The commemorative portrayal of ‘Professor Darwin’ is based either on the photograph of him taken c.1880-1 by Elliott and Fry, which was widely known and reproduced, or on that taken by Barraud. The label may have belonged to a cigar-box series of ‘great men’ or ‘men of science’, but it is unknown to the author of this record whether others in such a set have survived, or whether other impressions of the Darwin design have come to light. However, its format is a familiar one in the genre of cigar-box decorations: a central framed portrait, with flags of all nations or other ornamental features fanning out around it. Indeed, the generic and somewhat incongruous nature of this surround might confirm that the portrait was originally one of a set. Nevertheless, the choice of Darwin for inclusion in such a project is a remarkable testimony to the honour and affection in which he was held by the American public at large; and it is likely that many more such Darwinian ephemera once existed. 

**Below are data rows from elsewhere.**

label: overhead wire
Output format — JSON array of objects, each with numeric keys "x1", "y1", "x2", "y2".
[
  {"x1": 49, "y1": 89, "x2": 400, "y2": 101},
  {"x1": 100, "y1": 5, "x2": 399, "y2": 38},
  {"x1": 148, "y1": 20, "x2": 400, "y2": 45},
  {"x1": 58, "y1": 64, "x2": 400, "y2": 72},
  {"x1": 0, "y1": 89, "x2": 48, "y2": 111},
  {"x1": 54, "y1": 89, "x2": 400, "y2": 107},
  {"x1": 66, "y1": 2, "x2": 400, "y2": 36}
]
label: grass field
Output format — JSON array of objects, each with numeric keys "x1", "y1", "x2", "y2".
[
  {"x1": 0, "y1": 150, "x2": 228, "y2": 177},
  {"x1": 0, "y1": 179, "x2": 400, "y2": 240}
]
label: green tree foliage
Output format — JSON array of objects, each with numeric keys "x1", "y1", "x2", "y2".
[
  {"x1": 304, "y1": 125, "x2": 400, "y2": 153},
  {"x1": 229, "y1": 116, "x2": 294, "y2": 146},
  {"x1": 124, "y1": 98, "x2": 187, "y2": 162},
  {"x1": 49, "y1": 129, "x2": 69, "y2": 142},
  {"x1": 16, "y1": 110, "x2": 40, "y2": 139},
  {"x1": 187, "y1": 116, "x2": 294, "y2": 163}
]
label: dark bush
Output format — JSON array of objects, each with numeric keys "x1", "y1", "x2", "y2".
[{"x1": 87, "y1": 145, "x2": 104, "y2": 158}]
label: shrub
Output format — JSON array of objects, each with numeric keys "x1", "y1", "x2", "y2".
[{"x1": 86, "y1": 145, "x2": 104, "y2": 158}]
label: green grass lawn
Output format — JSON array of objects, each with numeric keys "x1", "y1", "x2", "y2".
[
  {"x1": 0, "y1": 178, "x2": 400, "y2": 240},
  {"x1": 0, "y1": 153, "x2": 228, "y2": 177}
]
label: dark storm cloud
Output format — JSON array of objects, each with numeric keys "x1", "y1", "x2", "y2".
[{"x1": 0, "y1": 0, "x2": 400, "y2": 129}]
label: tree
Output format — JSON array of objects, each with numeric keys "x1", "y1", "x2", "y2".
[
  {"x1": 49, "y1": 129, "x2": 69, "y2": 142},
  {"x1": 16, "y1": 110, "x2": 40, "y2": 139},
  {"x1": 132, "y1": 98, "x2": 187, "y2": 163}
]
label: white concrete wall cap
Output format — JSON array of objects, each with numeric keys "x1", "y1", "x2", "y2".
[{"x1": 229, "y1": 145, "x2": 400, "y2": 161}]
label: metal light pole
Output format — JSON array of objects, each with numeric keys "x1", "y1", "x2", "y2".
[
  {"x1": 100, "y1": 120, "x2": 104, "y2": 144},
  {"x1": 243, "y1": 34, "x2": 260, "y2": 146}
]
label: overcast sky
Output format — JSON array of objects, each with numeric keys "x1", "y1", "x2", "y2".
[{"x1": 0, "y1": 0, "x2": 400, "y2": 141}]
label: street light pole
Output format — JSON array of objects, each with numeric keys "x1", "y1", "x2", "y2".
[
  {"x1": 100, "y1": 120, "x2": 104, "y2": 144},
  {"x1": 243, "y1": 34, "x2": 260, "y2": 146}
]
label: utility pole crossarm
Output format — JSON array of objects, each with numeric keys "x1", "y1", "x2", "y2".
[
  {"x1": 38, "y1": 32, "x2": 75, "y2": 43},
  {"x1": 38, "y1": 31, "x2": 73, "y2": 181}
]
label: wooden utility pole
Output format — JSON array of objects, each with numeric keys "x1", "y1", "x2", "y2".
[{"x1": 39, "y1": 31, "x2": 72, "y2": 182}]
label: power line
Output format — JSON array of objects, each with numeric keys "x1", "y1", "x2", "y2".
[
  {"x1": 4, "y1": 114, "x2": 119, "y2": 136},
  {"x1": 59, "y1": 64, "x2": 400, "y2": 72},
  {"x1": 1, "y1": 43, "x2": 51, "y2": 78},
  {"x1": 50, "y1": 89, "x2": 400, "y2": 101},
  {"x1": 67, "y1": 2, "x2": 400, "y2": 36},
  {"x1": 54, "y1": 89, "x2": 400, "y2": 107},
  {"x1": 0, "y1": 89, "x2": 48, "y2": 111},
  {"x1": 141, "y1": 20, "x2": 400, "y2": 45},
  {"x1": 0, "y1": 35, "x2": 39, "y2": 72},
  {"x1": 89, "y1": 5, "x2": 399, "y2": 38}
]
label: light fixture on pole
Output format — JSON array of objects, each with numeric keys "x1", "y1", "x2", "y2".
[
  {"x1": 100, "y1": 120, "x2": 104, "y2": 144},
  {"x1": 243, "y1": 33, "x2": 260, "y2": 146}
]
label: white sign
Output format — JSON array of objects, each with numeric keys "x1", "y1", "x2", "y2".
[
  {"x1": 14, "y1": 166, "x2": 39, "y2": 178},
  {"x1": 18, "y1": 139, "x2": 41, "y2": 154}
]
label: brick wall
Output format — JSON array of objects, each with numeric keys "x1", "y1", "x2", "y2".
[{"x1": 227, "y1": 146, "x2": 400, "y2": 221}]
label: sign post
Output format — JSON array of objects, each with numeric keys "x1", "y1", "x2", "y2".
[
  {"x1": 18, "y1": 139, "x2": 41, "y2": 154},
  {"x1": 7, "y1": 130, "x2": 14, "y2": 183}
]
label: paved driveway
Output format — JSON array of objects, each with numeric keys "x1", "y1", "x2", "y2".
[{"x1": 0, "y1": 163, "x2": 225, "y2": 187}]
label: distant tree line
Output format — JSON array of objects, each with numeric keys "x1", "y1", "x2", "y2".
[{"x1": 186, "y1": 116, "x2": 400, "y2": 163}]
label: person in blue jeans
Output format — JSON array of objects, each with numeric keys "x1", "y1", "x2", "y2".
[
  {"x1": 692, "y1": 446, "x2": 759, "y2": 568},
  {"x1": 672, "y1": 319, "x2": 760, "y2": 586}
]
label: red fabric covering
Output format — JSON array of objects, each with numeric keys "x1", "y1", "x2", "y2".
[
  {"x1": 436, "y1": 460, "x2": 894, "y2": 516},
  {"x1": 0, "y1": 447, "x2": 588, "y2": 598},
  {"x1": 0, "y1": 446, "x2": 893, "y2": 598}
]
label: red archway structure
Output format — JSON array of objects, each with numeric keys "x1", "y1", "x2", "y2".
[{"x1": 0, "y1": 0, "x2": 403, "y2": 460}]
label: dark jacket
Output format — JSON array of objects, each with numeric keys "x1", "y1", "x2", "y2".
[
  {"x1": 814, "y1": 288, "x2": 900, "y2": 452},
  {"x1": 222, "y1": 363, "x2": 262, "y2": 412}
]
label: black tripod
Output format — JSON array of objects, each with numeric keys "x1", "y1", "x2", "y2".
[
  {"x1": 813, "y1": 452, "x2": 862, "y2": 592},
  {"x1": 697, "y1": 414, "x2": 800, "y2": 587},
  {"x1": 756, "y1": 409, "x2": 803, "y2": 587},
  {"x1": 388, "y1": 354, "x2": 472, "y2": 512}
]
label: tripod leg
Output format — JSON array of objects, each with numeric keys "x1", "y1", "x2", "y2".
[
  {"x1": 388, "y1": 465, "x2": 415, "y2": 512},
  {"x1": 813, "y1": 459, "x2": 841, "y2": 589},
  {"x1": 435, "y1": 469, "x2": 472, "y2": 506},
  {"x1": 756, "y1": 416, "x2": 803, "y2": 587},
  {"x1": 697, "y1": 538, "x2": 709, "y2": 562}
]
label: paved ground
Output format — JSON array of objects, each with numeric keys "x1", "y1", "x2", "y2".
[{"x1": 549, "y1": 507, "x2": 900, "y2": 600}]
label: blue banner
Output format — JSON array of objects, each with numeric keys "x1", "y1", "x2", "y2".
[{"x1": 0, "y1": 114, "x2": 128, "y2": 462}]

  • physical location collection of Professor William Friedman. An impression was offered for sale as lot 54 by PBA Galleries on 4 April 2007: https://www.pbagalleries.com/view-auctions/catalog/id/190/lot/55004/Professor-Darwin-Inner-Cigar-Box-Label?url=%2Fview-auctions%2Fcatalog%2Fid%2F190%2F 

  • copyright holder Professor Friedman 

  • originator of image artist unknown; the credit at bottom right shows it was lithographed by the firm of F. Heppenheimer’s Sons (successors to the firm started by their father Frederick Heppenheimer, who had operated from c.1872 onwards in a partnership with Louis Maurer).  

  • date of creation late 1880s or early 1890s. The firm of F. Heppenheimer’s Sons probably operated from c.1885 to c.1892. 

  • computer-readable date c.1885-1-1 to c.1892-12-31 

  • medium and material chromolithography 

  • references and bibliography  Information relating to the acquisition by the John W. Hartman Center for Sales, Advertising & Marketing History, Duke University Libraries, of the records of the cigar manufacturing company Sauer, Farrell & Company; this archive included a specimen book of cigar-box labels created by Heppenheimer & Maurer, c.1878. Another large collection of such labels, including one of Heppenheimer & Maurer’s sample books from the 1870s, and sets produced by other firms in the 1880s and 1890s, is in the Metropolitan Museum of Art, New York. Getty Images and the websites of some auction houses illustrate many examples of cigar-box labels. J. van Wyhe, ‘Iconography’, p. 146.